Biomaterials. 2011 Dec;32(36):9776-84. doi: 10.1016/j.biomaterials.2011.09.018. Epub 2011 Sep 22.
We have explored the uptake of different hydrophilic mono- and dual-ligand gold nanoparticles in colorectal cancer cells in vitro and find that the rate of uptake is dependent on the structural organization of the ligands on the surface of the particles rather than their charge or chemical properties. Gold nanoparticles with 50%PEG-NH(2)/50% glucose are taken up eighteen fold faster than nanoparticles carrying only PEG-NH(2) or glucose. Glutathione-coated gold particles are by far the most efficiently internalized; however, glucose-glutathione dual-ligand nanoparticles are taken up at a thirty fold reduced rate. We found furthermore that the rates are influenced by the cell density and concentration of glucose in the growth medium. Rather than being internalized through a conventional receptor-mediated mechanism the particles appear to be taken up by the cells via an energy-independent diffusion across the cell membrane through pre-existing pores or openings in the lipid bi-layer created by ligands on the gold nanoparticles.

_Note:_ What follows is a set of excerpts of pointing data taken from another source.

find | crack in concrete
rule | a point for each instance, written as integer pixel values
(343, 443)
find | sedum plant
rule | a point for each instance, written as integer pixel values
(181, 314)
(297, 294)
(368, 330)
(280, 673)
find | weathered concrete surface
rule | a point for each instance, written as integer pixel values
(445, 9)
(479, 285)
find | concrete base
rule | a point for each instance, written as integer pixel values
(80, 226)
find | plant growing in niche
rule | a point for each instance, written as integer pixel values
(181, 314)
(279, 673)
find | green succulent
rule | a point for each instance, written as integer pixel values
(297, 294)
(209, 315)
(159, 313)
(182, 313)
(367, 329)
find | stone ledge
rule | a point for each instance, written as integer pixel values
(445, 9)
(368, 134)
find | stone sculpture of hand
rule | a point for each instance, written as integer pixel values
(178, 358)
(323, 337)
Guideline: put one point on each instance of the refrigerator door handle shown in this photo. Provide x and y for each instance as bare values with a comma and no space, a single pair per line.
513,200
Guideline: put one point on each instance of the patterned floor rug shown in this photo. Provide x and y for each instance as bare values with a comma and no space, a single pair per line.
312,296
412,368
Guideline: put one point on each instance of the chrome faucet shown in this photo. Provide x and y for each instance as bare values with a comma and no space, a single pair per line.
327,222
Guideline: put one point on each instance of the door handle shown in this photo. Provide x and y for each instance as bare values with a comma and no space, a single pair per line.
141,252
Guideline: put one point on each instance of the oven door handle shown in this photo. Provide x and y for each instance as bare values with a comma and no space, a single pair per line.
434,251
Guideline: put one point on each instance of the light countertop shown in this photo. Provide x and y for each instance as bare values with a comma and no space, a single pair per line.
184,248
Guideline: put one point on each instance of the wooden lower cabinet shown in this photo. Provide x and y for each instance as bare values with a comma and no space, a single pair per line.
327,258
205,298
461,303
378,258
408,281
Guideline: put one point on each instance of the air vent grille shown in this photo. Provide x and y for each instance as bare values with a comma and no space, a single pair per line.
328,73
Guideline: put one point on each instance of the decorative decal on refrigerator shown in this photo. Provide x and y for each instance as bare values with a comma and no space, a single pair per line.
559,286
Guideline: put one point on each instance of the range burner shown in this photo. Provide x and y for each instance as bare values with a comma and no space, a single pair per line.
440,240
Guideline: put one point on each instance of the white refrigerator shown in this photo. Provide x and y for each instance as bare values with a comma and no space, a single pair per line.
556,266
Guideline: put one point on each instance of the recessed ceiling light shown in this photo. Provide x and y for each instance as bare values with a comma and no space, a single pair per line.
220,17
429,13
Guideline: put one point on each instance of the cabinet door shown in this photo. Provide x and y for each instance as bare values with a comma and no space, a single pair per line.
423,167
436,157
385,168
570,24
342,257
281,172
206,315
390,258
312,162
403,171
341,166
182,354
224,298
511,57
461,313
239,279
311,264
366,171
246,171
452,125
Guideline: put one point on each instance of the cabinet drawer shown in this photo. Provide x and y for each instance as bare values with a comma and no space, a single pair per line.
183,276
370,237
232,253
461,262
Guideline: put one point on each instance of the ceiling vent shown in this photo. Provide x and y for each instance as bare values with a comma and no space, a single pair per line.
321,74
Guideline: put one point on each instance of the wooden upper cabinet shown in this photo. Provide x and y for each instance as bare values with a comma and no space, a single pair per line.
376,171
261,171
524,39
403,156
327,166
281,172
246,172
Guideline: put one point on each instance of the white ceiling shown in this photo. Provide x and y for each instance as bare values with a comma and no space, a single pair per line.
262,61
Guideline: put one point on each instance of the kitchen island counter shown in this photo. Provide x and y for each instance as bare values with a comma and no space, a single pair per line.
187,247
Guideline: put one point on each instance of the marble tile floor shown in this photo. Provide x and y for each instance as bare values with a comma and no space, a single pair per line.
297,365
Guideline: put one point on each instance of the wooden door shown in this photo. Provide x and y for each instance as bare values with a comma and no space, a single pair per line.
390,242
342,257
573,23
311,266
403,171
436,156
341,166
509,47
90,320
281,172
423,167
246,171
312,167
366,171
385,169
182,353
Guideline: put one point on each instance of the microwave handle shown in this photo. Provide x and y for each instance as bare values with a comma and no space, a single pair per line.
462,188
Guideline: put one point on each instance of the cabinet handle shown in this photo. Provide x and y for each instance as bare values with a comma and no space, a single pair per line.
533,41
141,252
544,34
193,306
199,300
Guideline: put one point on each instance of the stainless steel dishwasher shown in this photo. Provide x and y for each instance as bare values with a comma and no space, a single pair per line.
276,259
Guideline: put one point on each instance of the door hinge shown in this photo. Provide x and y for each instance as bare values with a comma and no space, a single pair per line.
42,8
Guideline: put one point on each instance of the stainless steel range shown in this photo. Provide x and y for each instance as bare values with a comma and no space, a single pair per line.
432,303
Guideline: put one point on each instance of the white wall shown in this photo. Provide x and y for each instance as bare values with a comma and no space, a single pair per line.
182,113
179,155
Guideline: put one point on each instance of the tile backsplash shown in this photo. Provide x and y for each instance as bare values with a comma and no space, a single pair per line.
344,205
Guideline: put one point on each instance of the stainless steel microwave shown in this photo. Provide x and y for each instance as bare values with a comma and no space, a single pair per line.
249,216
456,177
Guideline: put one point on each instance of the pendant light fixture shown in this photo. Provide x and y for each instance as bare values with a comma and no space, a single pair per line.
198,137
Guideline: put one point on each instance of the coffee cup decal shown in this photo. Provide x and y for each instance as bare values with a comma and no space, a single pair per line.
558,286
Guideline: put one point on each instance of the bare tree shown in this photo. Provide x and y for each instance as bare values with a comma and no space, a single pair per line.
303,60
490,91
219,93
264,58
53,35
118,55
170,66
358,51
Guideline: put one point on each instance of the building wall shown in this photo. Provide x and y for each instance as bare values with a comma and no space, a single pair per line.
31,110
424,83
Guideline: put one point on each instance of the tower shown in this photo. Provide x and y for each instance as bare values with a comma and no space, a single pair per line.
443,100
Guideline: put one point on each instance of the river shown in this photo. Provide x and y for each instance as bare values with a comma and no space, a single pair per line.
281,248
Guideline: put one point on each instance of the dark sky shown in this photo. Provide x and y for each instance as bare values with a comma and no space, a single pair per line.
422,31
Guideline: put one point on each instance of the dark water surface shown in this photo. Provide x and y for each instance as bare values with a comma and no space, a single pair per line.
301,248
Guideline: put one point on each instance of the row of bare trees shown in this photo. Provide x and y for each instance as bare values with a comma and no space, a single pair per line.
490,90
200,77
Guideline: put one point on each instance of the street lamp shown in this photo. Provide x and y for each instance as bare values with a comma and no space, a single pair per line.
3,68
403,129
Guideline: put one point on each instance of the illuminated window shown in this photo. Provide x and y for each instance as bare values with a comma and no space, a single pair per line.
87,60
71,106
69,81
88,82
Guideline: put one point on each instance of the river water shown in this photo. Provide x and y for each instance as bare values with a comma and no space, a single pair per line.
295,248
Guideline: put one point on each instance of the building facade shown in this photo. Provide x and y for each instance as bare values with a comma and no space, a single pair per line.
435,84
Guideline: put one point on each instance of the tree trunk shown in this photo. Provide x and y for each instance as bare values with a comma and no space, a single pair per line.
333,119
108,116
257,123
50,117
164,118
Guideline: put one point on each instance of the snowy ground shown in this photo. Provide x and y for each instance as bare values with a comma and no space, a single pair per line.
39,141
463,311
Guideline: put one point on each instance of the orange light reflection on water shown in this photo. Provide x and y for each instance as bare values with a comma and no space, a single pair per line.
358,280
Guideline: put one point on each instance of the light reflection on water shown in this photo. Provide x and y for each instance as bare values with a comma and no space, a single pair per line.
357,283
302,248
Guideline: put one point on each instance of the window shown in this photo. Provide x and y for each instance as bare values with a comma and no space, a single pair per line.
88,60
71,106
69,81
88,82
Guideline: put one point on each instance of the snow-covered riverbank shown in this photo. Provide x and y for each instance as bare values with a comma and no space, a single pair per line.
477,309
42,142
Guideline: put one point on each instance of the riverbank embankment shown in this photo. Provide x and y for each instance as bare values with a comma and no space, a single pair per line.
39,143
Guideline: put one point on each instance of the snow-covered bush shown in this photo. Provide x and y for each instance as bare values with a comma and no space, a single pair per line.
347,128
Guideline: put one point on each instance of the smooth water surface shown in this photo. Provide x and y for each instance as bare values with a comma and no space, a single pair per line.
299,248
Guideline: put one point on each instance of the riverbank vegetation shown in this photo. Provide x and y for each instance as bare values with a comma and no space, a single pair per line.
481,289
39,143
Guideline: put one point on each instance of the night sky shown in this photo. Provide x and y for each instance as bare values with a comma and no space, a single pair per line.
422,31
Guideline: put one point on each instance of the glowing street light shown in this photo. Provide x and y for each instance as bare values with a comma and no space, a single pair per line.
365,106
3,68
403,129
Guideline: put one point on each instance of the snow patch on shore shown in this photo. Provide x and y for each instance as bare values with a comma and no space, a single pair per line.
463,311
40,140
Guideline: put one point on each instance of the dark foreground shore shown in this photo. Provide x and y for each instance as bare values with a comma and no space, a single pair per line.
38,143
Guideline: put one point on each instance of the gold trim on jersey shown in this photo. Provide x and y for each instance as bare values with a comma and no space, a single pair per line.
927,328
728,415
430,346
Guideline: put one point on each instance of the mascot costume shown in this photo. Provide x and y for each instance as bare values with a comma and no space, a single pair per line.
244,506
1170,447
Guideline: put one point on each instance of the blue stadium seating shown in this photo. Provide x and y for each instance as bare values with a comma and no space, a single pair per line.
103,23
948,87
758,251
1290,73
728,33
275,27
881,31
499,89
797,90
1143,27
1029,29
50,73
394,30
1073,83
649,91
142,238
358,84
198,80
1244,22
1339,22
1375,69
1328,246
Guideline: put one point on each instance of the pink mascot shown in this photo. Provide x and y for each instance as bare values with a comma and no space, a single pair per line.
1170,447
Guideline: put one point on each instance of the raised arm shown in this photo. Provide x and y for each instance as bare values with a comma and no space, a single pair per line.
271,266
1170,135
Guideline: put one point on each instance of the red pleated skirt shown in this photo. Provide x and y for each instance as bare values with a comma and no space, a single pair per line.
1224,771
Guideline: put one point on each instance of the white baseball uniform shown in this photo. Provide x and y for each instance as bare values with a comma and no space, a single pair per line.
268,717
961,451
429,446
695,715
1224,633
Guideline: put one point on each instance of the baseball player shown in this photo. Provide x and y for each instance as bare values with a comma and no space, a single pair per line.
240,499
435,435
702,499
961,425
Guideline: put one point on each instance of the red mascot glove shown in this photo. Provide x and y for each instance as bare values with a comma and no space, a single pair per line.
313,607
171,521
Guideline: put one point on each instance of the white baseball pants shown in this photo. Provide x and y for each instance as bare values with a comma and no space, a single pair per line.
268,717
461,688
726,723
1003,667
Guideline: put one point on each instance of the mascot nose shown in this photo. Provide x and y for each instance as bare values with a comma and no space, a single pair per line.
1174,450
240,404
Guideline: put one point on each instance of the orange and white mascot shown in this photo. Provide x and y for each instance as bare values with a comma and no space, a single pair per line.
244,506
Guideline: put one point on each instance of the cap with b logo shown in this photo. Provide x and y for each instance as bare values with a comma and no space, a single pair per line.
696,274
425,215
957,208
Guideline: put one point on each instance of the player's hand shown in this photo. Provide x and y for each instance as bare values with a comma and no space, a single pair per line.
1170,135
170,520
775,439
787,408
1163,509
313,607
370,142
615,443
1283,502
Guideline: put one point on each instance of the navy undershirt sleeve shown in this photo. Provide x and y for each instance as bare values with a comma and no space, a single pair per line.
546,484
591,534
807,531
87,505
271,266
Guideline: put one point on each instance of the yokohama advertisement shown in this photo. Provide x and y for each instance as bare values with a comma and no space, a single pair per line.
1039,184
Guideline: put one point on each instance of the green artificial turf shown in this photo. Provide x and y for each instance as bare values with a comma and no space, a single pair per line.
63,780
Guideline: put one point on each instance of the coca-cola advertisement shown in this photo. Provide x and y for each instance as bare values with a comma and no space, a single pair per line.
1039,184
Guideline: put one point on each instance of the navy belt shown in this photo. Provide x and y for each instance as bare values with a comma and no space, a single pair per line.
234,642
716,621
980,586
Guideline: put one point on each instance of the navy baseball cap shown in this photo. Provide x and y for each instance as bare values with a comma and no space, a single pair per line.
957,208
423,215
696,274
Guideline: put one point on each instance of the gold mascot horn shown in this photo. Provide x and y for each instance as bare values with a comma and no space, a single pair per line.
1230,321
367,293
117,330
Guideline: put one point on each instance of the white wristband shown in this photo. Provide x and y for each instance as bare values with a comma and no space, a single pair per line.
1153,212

我们已经探索了不同亲水性单配体和双配体金纳米粒子在体外对结直肠癌细胞的摄取情况,发现摄取速率取决于粒子表面配体的结构组织,而与其电荷或化学性质无关。带有 50%PEG-NH(2)/50%葡萄糖的金纳米粒子的摄取速度比仅带有 PEG-NH(2)或葡萄糖的纳米粒子快十八倍。谷胱甘肽包覆的金纳米粒子的摄取效率最高;然而,葡萄糖-谷胱甘肽双配体纳米粒子的摄取速度则降低了三十倍。我们还发现,这些速度受到细胞密度和生长培养基中葡萄糖浓度的影响。这些粒子似乎不是通过传统的受体介导机制被内吞,而是通过能量非依赖性扩散穿过细胞膜,穿过由金纳米粒子上的配体在脂质双层中形成的预先存在的孔或开口进入细胞。